My days started pretty early when I worked at the general hospital. I made sure to get to work every day by 7:45 a.m. to relieve whoever worked the night shift. For context, the hospital got a lot of elderly patients who were mostly people with very little money because the government had screwed them over regarding their pensions, so they depended on free drugs from the hospital. The process of getting free drugs was so stressful, whoever did the job of handing them out had to be someone who had their full mind in it, which is hard to do when you’ve just finished the night shift and are struggling to stay awake. So to avoid a situation where the person who worked the night shift was too tired to give the patients the attention they needed, I arrived early to help.
I worked at the pharmacy unit and would interact with patients after they’d gotten prescriptions from the doctor. These prescriptions usually contained drugs that cost what a privileged person would consider chicken change, but these people struggled to afford it. I watched people pick between buying food or buying the drugs they needed. There was a woman who fainted because she had to pick between buying food or her drugs, and she picked her drugs, causing her to take them on an empty stomach. There was a diabetic woman who came regularly to get free anti-diabetic drugs from the hospital. I can’t remember why now but she missed a couple of days, and the next time she showed up was in excruciating pain.
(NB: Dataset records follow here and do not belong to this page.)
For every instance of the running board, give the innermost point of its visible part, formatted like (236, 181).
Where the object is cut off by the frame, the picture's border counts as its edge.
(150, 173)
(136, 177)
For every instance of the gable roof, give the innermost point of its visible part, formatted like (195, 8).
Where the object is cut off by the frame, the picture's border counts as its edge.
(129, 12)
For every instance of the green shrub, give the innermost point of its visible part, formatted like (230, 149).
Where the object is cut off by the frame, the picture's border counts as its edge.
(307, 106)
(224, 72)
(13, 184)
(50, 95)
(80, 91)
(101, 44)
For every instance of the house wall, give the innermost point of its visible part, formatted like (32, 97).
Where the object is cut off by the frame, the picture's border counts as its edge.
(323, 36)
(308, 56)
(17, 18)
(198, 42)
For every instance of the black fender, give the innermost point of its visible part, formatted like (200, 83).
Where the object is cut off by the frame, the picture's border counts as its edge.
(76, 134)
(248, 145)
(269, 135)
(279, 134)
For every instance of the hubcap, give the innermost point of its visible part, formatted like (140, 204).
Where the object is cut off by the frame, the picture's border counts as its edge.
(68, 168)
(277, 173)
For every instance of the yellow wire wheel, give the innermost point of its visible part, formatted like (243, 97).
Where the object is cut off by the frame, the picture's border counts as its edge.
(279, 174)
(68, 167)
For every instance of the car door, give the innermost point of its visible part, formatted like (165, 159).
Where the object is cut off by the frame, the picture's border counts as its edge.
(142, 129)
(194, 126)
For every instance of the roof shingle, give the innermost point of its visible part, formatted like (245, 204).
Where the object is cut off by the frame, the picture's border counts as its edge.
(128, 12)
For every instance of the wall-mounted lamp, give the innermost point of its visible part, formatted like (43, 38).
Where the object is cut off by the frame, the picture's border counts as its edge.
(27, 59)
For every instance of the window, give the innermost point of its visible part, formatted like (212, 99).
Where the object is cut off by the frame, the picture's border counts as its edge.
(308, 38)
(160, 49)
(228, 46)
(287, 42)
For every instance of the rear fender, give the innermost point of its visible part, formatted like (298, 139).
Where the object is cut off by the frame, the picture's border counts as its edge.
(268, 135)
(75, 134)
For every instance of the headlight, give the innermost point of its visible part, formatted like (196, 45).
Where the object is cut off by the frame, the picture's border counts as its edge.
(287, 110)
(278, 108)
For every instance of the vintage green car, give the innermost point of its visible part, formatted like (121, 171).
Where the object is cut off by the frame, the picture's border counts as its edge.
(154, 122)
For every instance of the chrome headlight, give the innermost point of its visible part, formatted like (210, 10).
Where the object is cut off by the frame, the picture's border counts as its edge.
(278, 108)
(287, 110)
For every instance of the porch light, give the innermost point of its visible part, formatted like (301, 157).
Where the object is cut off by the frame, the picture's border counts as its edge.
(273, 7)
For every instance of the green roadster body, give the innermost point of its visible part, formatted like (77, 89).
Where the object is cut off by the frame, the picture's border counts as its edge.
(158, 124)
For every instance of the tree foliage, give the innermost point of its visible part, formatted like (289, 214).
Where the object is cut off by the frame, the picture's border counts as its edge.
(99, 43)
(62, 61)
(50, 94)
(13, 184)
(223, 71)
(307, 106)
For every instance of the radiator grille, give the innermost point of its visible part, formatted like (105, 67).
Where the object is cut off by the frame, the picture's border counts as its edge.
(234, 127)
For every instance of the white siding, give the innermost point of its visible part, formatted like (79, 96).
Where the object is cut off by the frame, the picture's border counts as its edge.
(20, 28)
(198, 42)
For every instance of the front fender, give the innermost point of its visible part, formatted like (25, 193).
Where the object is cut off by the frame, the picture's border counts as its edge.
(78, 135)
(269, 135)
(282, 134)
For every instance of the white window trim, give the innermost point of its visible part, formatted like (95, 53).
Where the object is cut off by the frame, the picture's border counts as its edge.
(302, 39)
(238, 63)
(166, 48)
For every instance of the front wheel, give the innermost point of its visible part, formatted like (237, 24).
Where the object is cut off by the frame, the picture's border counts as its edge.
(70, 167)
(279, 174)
She described it as thousands of needles pricking her arms and legs. The doctor prescribed a drug for her that cost thousands of naira. I knew damn well she couldn’t afford it so I told the doctor this, and he suggested I prescribe the cheapest brand of the drug we had instead. I took the drug to her and told her the price (N100), and she broke down crying that she couldn’t afford it. I ended up paying the fee because it broke my heart to see her like that.
There was another woman who came to the hospital every two days to buy subsidised anti-psychotics for her children. Everyone at the hospital knew her so we assumed she lived close by. I eventually found out that she lived in Ikorudu and came from there every two days. After talking with her, I bought her two weeks worth of drugs (which cost N2500) so she could rest. She cried and thanked me. A man came with his toddler who was coughing and stooling. They were asked to buy two bottles of antibiotics, but the father decided to buy one because that was all he could afford. I tried explaining antibiotic resistance to him and that the drugs would only work when taken together but he said there was nothing he could do and that God would do the rest.
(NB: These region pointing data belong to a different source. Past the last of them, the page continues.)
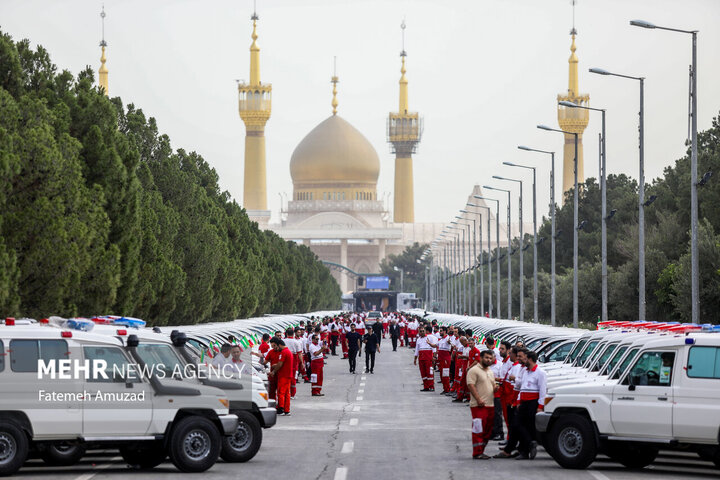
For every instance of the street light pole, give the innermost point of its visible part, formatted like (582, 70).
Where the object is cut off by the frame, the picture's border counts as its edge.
(497, 252)
(477, 262)
(603, 193)
(575, 221)
(535, 293)
(552, 233)
(522, 241)
(641, 190)
(693, 167)
(509, 248)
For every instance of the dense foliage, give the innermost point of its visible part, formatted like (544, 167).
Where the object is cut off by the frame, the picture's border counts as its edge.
(667, 247)
(99, 215)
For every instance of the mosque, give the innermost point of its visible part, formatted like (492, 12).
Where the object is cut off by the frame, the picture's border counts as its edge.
(335, 209)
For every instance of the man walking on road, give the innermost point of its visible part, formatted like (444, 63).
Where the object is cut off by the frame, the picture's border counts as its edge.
(372, 345)
(394, 330)
(353, 343)
(482, 386)
(317, 360)
(424, 351)
(282, 372)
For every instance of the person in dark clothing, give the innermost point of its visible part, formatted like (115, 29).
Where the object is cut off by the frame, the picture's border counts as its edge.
(372, 345)
(377, 330)
(353, 341)
(394, 334)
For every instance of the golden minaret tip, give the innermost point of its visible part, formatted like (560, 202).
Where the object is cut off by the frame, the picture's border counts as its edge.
(103, 71)
(334, 81)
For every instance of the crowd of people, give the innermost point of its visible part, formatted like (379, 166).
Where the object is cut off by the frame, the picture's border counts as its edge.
(300, 353)
(502, 383)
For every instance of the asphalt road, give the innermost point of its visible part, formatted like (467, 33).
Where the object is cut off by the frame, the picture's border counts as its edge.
(375, 427)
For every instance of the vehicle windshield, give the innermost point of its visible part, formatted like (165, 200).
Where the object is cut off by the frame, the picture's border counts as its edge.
(548, 346)
(559, 354)
(586, 353)
(604, 357)
(576, 350)
(162, 356)
(614, 360)
(623, 366)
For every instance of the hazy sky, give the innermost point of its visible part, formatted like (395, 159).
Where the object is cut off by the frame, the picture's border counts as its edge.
(482, 73)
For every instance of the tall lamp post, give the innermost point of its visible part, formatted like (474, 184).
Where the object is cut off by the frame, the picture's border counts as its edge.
(603, 193)
(462, 282)
(509, 164)
(473, 263)
(641, 191)
(482, 286)
(477, 262)
(693, 167)
(552, 227)
(497, 246)
(508, 251)
(575, 221)
(522, 241)
(402, 278)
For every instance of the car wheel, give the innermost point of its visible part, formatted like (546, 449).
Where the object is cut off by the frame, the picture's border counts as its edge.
(572, 442)
(14, 447)
(194, 444)
(632, 456)
(245, 442)
(62, 453)
(144, 456)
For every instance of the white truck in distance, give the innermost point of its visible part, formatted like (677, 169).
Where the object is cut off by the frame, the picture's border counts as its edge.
(664, 397)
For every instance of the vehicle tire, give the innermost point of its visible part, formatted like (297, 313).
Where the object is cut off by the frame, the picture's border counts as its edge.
(62, 454)
(245, 443)
(572, 442)
(632, 456)
(194, 445)
(144, 456)
(14, 446)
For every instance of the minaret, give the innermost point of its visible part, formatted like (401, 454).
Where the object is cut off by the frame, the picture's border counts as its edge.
(102, 72)
(404, 132)
(573, 119)
(255, 102)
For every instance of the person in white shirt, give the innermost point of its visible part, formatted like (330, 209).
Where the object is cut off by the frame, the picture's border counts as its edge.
(317, 360)
(424, 351)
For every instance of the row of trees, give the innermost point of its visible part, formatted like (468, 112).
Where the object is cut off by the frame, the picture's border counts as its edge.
(667, 247)
(98, 214)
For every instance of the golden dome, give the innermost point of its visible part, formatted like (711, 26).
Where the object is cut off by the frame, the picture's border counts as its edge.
(334, 153)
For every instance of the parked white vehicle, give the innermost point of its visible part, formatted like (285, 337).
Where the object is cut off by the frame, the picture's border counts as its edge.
(66, 387)
(663, 395)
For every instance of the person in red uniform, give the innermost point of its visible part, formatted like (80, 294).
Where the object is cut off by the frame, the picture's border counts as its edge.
(271, 357)
(317, 361)
(424, 352)
(481, 384)
(282, 371)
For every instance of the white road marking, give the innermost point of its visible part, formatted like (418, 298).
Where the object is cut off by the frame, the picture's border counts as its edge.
(597, 475)
(88, 476)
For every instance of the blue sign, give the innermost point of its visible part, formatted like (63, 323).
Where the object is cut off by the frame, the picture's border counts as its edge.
(377, 283)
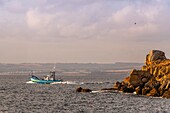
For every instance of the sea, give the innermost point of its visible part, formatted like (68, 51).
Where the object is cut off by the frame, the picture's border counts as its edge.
(19, 95)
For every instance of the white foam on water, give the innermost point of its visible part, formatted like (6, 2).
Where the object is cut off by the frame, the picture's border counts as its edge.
(66, 82)
(30, 82)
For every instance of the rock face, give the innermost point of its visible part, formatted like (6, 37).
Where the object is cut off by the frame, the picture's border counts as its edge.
(152, 80)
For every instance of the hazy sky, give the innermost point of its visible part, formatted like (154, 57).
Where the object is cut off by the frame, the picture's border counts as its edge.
(87, 31)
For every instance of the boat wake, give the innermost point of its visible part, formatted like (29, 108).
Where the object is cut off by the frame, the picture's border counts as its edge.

Seeing countless people suffer like this changed me. I could no longer be as happy-go-lucky as I used to be. I promised I would do as much as I could to help ease these people’s struggles, and I did, but it felt like I was fighting a losing battle because there was always someone else who needed help. We were trapped in a system that didn’t work, and one person couldn’t change anything. I continued to do the best I could but also came to terms with a hard truth; I couldn’t save everyone.